Adaptar a obra de Jose Saramago não foi fácil. Mesmo antes de rodar Cidade de Deus, Meirelles já tinha idéia de comprar os direitos do livro, mas não obteve sucesso. A tarefa só veio depois que o diretor apresentou ao mundo O Jardineiro Fiel e se uniu ao produtor Niv Fichman e o roteirista Don McKellar, que faz uma participação no longa-metragem, para fazer o pedido a Saramago.
O escritor português não queria que seu livro, aclamado no mundo inteiro, fosse adaptado para as telas, por medo que ele se transformasse num 'disaster movie' de zumbis. - Eu não sei se ele foi gentil, mas estávamos numa entrevista em Portugal e um jornalista perguntou a ele se venderia novamente os direitos de algum romance dele para mim. Ele disse que sim, recorda o bem-humorado Meirelles.
Cegueira Visual
Apesar de contar a história de cegos, Fernando Meirelles usou e abusou de recursos bem visuais. Desde o começo do filme, podemos ver uma iluminação estourada, que por vezes toma conta da tela. Como no romance de Saramago, toda vez que o filme faz alusão à cegueira dos personagens, mostra-se uma tela branca, ao invés de preta, como seria comum nestes casos.
Diante da crítica, Meirelles não ousa em disparar que o filme é mais incômodo do que digerível. E isso é mostrado logo no começo. A estética é praticamente eliminada para dar o tom obscuro aos personagens.
- Usamos alguns truques para construir a imagem. Começamos a utilizar reflexos, planos mal-enquadrados, como se a câmera tivesse sendo comandada por um dos cegos. Lá pros 40 minutos finais, colocamos imagens fora de foco. O som já não fica em sincronia com a imagem, adiciona o cineasta.

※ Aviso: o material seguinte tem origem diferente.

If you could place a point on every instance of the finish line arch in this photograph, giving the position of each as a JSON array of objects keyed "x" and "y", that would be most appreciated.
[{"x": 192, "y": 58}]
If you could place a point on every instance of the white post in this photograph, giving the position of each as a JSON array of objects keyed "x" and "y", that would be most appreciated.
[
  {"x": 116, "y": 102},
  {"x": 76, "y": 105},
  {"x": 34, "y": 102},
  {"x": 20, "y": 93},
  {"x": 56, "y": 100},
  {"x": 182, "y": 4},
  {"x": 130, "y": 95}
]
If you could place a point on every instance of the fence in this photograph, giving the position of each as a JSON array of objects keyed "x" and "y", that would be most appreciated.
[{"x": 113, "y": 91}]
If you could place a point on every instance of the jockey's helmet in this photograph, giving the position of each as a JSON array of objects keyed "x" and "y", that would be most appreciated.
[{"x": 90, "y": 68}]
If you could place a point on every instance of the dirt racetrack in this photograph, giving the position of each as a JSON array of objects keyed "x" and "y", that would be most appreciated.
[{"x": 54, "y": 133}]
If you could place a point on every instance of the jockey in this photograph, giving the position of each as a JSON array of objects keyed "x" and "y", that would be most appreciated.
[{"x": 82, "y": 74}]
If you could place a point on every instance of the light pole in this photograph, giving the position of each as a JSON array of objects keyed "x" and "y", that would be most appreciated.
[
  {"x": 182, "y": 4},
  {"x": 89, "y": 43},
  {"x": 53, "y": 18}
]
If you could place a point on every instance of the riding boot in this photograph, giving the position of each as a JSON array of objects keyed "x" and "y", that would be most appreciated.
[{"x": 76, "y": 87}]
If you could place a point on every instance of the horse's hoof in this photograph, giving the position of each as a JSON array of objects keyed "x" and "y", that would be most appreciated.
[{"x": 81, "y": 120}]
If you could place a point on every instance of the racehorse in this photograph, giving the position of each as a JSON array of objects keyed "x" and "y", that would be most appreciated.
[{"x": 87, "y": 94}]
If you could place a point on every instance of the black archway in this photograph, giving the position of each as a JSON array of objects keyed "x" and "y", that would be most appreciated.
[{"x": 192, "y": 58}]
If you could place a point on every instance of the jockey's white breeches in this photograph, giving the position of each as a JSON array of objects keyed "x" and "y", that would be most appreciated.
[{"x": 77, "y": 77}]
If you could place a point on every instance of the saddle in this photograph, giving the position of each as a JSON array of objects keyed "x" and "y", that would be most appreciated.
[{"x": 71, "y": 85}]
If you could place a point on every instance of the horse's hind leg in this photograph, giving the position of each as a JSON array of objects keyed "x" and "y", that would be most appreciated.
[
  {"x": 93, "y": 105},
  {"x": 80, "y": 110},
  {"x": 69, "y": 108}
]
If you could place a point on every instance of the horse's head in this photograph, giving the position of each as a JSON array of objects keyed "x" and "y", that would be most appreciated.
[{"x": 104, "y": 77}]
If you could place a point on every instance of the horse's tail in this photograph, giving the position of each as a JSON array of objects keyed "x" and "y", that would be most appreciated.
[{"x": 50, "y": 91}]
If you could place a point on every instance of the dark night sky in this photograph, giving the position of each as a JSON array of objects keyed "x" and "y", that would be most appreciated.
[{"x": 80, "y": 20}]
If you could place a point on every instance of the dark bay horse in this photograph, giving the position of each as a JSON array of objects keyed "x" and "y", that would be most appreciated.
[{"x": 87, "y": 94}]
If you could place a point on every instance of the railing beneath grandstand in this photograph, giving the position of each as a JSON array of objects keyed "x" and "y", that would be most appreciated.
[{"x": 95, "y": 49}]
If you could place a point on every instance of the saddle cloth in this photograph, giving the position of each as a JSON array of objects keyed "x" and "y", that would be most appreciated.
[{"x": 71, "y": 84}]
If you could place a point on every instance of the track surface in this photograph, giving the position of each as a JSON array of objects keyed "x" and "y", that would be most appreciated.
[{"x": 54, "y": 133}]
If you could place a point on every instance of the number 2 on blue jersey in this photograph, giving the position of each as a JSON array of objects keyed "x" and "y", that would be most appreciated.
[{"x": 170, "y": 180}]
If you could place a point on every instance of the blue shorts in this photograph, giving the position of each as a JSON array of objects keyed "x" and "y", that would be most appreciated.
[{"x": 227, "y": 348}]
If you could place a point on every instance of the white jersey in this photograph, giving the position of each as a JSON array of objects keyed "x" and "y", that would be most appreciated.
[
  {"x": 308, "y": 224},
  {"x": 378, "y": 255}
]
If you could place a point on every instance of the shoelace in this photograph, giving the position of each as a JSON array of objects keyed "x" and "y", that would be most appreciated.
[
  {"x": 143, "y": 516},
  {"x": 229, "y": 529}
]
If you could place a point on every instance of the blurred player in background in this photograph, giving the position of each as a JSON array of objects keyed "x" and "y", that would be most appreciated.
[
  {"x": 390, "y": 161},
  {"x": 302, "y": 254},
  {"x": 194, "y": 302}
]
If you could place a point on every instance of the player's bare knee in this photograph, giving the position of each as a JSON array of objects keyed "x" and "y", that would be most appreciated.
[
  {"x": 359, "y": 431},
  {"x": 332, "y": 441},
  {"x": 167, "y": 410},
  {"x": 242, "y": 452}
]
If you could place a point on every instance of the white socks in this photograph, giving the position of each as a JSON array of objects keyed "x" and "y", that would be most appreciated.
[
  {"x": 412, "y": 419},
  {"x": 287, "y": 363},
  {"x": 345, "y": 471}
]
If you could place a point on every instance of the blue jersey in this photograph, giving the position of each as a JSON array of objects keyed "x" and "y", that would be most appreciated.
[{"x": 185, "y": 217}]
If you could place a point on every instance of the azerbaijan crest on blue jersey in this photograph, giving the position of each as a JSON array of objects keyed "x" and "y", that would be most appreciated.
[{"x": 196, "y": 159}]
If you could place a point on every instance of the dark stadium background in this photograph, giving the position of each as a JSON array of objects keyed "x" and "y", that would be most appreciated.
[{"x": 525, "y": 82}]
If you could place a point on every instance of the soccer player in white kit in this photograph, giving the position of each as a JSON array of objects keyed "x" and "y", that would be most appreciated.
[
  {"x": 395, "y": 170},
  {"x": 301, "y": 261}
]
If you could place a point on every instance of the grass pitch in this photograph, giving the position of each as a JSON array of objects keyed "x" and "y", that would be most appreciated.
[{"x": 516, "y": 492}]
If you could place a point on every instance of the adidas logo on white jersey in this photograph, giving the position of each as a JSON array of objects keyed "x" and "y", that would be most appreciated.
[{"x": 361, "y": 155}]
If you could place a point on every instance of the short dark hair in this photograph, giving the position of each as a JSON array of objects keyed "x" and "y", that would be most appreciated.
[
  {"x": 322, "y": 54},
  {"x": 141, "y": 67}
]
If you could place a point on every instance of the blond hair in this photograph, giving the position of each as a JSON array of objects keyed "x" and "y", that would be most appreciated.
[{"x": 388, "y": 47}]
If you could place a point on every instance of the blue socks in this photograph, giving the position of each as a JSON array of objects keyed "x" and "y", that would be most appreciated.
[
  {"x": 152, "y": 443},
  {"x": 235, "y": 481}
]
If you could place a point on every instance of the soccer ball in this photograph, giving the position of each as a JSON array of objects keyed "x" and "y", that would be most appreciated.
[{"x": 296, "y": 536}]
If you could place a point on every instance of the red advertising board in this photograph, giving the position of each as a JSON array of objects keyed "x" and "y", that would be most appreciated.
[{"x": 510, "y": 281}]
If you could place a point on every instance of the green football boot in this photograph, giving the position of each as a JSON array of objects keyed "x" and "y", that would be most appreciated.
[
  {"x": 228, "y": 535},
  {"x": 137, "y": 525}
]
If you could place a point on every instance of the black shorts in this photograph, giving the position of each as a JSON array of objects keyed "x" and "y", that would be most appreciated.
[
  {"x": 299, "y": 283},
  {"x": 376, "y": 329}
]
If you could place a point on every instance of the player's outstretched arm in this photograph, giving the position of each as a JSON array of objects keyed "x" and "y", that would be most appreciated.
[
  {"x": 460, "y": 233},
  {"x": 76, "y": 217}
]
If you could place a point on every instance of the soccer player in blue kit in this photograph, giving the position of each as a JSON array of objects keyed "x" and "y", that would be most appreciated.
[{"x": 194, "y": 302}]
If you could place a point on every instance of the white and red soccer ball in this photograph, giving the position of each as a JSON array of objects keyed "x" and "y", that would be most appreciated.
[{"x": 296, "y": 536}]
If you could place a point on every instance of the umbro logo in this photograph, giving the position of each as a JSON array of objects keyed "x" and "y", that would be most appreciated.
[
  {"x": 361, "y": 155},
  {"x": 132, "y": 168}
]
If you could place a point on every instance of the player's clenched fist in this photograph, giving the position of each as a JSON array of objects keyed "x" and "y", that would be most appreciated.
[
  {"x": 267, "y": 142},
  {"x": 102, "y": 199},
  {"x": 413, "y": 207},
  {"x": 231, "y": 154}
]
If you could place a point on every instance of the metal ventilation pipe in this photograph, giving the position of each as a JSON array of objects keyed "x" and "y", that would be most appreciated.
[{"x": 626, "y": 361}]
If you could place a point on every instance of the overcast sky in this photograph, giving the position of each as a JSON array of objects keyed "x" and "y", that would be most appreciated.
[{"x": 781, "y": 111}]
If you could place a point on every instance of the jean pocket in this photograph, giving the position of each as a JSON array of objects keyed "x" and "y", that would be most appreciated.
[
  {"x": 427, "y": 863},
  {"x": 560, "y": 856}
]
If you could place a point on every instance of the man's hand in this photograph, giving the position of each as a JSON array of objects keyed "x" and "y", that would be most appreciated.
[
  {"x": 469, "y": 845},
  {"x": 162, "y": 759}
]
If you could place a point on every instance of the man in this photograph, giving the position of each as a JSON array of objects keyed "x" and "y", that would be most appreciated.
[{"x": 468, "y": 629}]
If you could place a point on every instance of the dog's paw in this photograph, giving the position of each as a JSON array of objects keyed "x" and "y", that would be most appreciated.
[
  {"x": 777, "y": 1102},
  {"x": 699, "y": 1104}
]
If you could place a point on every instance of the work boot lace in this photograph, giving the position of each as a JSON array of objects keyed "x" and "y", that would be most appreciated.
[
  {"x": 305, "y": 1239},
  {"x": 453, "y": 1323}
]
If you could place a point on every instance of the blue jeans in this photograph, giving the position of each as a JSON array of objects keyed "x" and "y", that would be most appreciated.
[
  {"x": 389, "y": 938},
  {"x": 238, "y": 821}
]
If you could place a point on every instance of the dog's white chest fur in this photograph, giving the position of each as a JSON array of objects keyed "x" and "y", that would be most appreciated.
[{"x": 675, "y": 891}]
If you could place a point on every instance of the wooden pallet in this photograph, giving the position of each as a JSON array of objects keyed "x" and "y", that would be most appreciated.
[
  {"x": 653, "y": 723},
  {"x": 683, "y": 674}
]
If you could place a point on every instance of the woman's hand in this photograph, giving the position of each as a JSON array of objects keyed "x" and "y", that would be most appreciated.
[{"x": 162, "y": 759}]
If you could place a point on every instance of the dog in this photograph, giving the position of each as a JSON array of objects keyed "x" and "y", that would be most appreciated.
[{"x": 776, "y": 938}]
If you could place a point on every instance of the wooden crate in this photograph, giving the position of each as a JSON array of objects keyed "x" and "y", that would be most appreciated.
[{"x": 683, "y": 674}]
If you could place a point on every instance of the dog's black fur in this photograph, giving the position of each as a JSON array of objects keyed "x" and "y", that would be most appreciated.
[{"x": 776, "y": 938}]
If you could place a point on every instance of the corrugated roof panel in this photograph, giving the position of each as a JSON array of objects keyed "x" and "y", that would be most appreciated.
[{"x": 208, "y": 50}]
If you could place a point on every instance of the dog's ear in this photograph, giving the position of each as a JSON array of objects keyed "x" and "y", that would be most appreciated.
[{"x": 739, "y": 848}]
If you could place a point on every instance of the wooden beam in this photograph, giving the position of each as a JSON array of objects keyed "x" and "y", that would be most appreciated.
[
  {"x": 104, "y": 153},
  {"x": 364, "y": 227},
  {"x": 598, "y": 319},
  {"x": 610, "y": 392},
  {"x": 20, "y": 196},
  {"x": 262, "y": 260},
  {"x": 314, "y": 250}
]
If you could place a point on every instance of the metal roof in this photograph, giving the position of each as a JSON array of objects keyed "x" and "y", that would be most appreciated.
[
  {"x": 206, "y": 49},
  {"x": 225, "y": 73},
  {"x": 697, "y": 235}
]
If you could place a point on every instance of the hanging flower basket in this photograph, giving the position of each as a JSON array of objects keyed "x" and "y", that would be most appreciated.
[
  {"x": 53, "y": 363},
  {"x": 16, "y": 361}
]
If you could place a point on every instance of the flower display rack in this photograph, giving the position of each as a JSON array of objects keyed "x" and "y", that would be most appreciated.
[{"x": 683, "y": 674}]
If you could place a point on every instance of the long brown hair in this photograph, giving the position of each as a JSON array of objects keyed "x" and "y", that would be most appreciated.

Com estréia prevista para 12 de setembro, Ensaio Sobre a Cegueira foi citado como um dos filmes mais esperados deste ano, segundo as revistas Rolling Stones e Time, mas Meirelles renega a fama de hollywoodiano. - Andei lendo por aí que o filme é uma produção de Hollywood, mas eles estão errados. Esse é um filme independente, feito em parceria com o Canadá e Japão, defende.
- Já recebi proposta de estúdios grandes e recusei. Pretendo continuar recusando, enquanto eu conseguir verba para rodar meus filmes, adiantou. - Estou produzindo uma minissérie para a Rede Globo. Acho que vou fazer assim: sempre que eu for lançar um filme, farei com proporções internacionais porque aí eu consigo dinheiro para realizá-lo. Quando eu for rodar algo no Brasil, voltado para o público brasileiro, quero trabalhar com TV.
Por coincidência, a filmografia de Meirelles é direcionada a suas paixões. Ensaio Sobre a Cegueira, por exemplo, segue o ritmo de projetos como Cidade de Deus, um retrato das favelas brasileiras, e O Jardineiro Fiel, voltado aos trabalhos sociais. - Meus filmes são motivados por intenções pessoais. Adaptar O Ensaio foi uma coisa difícil porque os personagens não têm nomes. Eles não são apresentados, não têm passado. No meu próximo trabalho quero fazer uma comédia, brinca.